Illumina Demonstrates 350 Gb Run on HiSeq 2000

Hits:3678 Date: 3/15/2010

This article, originally published March 4, has been corrected to reflect that two flow cells, not two runs, on the HiSeq instrument generated 124 and 145 gigabases of data.

Illumina said earlier this month that internally, it has generated 350 gigabases of human genome sequence data in a single run on its new HiSeq 2000 platform.

During a company workshop at the Advances in Genome Biology and Technology conference this month, Illumina representatives and a customer showed results from early projects in which they used the HiSeq 2000 for whole-genome sequencing and gene expression analysis and compared its performance to that of the GAIIx.

Illumina launched the HiSeq 2000 last month and said that the instrument, which has two flow cells and uses dual-surface imaging, will have an initial throughput of 200 gigabases per run (see In Sequence 1/12/2010).

At the company's workshop, David Bentley, Illumina's chief scientist, said that he and his colleagues have compared the HiSeq platform internally to the Genome Analyzer IIx for human genome sequencing, and found that there is "essentially the same look and feel to the data," which are comparable in quality.

Bentley showed metrics for a number of runs of human DNA samples on the HiSeq, using paired 100-base reads. Read error rates were on the order of 0.5 percent to 1 percent, and in one example, 80 percent of the first reads and 75 percent of the second reads matched perfectly to the reference genome.

The first commercial version of the HiSeq 2000 has a lower cluster density than the current GAIIx, but internally, Illumina has already "substantially increased" the cluster density to approach the highest density used on the GAIIx, Bentley said. As a result, the company has generated 350 gigabases of data in a single HiSeq run for a human sample.

Illumina has also run pairs of tumor samples and matched controls, one on each flow cell of the instrument, achieving 222 gigabases of data in one run, and 330 gigabases in another. The number of single nucleotide variants called from these genomes is at a "very comparable" level to GAIIx data, he said.

Illumina has also run samples for a handful of customers on its HiSeq machines, including one for Elliott Margulies, head of the genome informatics section at the National Human Genome Research Institute, who spoke at the company's workshop at AGBT.

Margulies said that NHGRI's intramural sequencing center currently has nine GAIIx instruments installed — as well as a number of capillary sequencers and a 454 instrument — and is waiting for a HiSeq to arrive.

Illumina sequenced the genome of a patient from the NIH's "Undiagnosed Diseases Program" for his group using HiSeq. He and his colleagues sequenced the same library internally on its GAIIx to compare the datasets from the two platforms.

While two runs on the GAIIx — one a partial run — produced a total of 118 gigabases, two flow cells from a single HiSeq run generated 124 gigabases and 145 gigabases, respectively, with comparable error rates. Both platforms generated paired 100-base reads.

"The data are really equivalent to the GAIIx, both in quality and in format," Margulies said. "While the hardware has dramatically changed, the export file is still the same, it's just five times bigger," so he had to split the data from each lane into four batches for further analysis.

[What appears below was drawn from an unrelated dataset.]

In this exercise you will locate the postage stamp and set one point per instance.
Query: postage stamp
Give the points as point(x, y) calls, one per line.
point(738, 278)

Other researchers at Illumina have "put the HiSeq 2000 through its paces" for RNA-seq and other RNA-based applications, according to Gary Schroth, a senior director for R&D at Illumina.

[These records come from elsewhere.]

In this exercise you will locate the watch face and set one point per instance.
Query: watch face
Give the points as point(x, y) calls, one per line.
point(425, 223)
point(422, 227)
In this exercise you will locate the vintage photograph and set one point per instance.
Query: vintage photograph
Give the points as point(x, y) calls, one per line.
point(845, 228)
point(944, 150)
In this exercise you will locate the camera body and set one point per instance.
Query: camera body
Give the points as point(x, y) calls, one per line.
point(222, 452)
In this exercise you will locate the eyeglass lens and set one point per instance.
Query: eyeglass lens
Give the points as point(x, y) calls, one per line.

In one experiment, he and his colleagues analyzed the transcriptome of 16 human tissues, sequencing one tissue per lane using standard mRNA-seq libraries. One run generated 2.54 billion paired 50-base reads; another 1.26 billion 75-base reads. In a third run, the researchers pooled RNA from all 16 tissues — prepared using three different protocols that differed in whether they used total RNA or selected mRNA, and whether they removed ribosomal RNA — and sequenced them, generating 1.2 billion 100-base reads.

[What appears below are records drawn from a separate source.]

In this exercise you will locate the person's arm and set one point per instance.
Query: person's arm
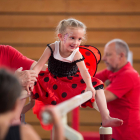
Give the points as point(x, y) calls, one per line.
point(28, 133)
point(28, 106)
point(119, 86)
point(109, 96)
point(84, 73)
point(56, 121)
point(43, 59)
point(26, 78)
point(102, 75)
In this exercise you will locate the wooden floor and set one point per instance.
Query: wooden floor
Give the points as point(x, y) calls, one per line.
point(29, 25)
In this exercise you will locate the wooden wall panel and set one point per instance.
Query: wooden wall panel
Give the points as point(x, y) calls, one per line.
point(93, 37)
point(30, 24)
point(32, 6)
point(103, 6)
point(70, 6)
point(95, 22)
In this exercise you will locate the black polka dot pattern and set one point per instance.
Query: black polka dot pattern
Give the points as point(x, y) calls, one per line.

The error rates, Schroth noted, were "very much comparable" to the GAII, ranging between 0.2 percent and 0.8 percent, depending on the read length, and the data are "much like we are used to on the GAIIx, just six times more."

In an example of a sequencing-based high-throughput gene expression profiling experiment, "which we have all been talking about for years," he said, Schroth's team sequenced 192 different mRNA libraries in a single run — 12 per lane — generating 1.38 billion 50-base reads, or 7.1 million reads per sample on average. The run time was 2.5 days and the cost of the run was $8,900, or $46 per sample, including cluster reagents, flow cells, and sequencing reagents, but not library prep.

Such multiplexed experiments will be further enabled by a new, automation-friendly library preparation kit that Illumina plans to launch within the next two or three months for both genomic sequencing and RNA sequencing, according to Jeremy Preston, Illumina's marketing manager for sequencing.

These kits will allow users to process up to 96 samples in parallel in pools of up to 12, reduce the number of gel-based steps by 90 percent, and eliminate about three-quarters of clean-up steps, Preston said.